Essais/édition Michaud, 1907/Texte modernisé/Livre II/Chapitre 28

Traduction par Michaud.
Firmin Didot (Livre IIp. 587-591).

CHAPITRE XXVIII.

Chaque chose en son temps.

Caton le censeur et Caton d’Utique ; la vertu de celui-ci l’emporte de beaucoup sur celle du premier. — Ceux qui mettent sur le même rang Caton le censeur et Caton d’Utique, celui qui s’est lui-même donné la mort, assimilent l’une à l’autre deux belles natures qui ont bien des points communs. Caton le censeur montra son beau naturel sous plus d’aspects différents, il l’emporte par ses succès militaires et les services rendus dans les charges publiques qu’il a occupées ; mais la vertu de Caton d’Utique, outre que ce serait un blasphème d’estimer qu’une autre puisse lui être comparée sous le rapport de l’énergie, a été beaucoup plus pure. Qui oserait en effet décharger celle de Caton le censeur du reproche d’envie et d’ambition, lui qui alla jusqu’à attaquer l’honneur de Scipion qui, en bonté et à tous autres égards, était de beaucoup meilleur que lui et que tout autre de son siècle ?

Dans sa vieillesse Caton le censeur s’avisa d’apprendre le grec, c’est un ridicule ; toutes choses doivent être faites en leur temps. — On dit entre autres de Caton le censeur que, dans son extrême vieillesse, il se mit à apprendre la langue grecque, y apportant beaucoup d’application, comme s’il voulait satisfaire un désir inné depuis longtemps ; je ne tiens pas cela comme si digne d’admiration, c’est à proprement parler ce que j’appellerais retomber en enfance. Chaque chose a son temps, les bonnes comme le reste ; et il peut fort bien arriver qu’une prière soit dite à un moment inopportun, ainsi que cela fut reproché à Q. Flaminius, que, général en chef, on avait vu, lors d’une bataille qu’il gagna, se mettre à l’écart, au moment de s’engager, et s’amuser à prier Dieu : « Le sage lui-même met des bornes à sa vertu (Juvenal). »

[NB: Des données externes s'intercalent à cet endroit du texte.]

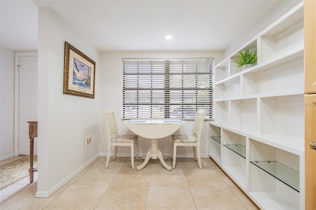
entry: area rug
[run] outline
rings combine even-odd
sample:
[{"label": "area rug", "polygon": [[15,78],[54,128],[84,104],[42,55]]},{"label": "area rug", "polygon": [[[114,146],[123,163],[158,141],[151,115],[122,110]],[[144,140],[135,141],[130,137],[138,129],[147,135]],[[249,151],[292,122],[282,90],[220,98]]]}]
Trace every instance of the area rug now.
[{"label": "area rug", "polygon": [[[38,165],[37,157],[34,157],[33,167]],[[0,190],[29,175],[30,157],[25,157],[0,167]]]}]

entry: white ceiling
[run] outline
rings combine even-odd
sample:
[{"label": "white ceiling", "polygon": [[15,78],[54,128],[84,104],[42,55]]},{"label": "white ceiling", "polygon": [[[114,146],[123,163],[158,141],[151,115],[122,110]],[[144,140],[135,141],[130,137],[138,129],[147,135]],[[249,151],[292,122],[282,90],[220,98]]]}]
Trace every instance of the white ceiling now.
[{"label": "white ceiling", "polygon": [[0,0],[1,45],[14,50],[37,49],[39,6],[100,51],[174,51],[224,50],[286,0]]}]

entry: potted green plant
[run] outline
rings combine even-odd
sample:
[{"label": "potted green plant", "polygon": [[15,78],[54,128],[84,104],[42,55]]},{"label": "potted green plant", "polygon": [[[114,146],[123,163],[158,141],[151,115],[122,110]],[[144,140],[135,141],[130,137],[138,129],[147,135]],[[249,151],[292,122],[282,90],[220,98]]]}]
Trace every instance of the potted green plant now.
[{"label": "potted green plant", "polygon": [[239,52],[237,59],[235,61],[238,68],[242,70],[251,67],[257,64],[257,50],[251,51],[248,48]]}]

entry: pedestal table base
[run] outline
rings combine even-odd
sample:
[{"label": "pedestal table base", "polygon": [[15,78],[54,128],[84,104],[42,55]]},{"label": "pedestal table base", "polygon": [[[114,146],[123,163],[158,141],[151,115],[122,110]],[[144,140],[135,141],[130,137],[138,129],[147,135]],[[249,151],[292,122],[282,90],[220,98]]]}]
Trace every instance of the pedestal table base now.
[{"label": "pedestal table base", "polygon": [[160,162],[161,162],[161,164],[164,168],[166,168],[166,169],[168,171],[171,170],[171,167],[167,165],[163,160],[163,156],[161,152],[161,150],[158,146],[158,140],[157,139],[152,140],[152,145],[148,150],[148,152],[147,152],[147,155],[145,159],[145,161],[144,161],[144,163],[141,165],[137,166],[137,170],[139,171],[145,167],[151,158],[153,159],[159,158]]}]

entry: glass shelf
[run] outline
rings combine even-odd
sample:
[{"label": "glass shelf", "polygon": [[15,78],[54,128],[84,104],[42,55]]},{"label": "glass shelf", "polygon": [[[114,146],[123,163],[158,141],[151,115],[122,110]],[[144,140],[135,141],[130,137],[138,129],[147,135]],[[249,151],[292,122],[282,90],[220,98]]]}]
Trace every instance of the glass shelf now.
[{"label": "glass shelf", "polygon": [[241,144],[224,144],[225,146],[246,158],[246,147]]},{"label": "glass shelf", "polygon": [[221,143],[221,136],[211,136],[210,137],[210,138],[211,138],[212,139],[213,139],[213,140],[216,140],[216,141],[217,141],[218,142],[219,142],[219,143]]},{"label": "glass shelf", "polygon": [[250,161],[293,189],[300,192],[300,173],[276,161]]}]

Eudémonidas voyant Xénocrate, à un âge avancé, s’empresser aux leçons de son école, dit : « Quand donc celui-ci saura-t-il, s’il apprend encore ? » — Philopoemen, entendant prodiguer les éloges au roi Ptolémée, parce que chaque jour il s’endurcissait en faisant des armes, disait : « Un roi de son âge n’est pas à louer de ce qu’il se livre à de semblables exercices, qu’il ne devrait plus qu’appliquer quand l’occasion s’en présente. » — L’homme jeune, disent les sages, doit se préparer, le vieillard jouir du fruit de sa prépara- tion ; et le plus grand défaut qu’ils relèvent en nous, c’est que nos désirs se rajeunissent sans cesse, que sans cesse nous recommencons notre vie.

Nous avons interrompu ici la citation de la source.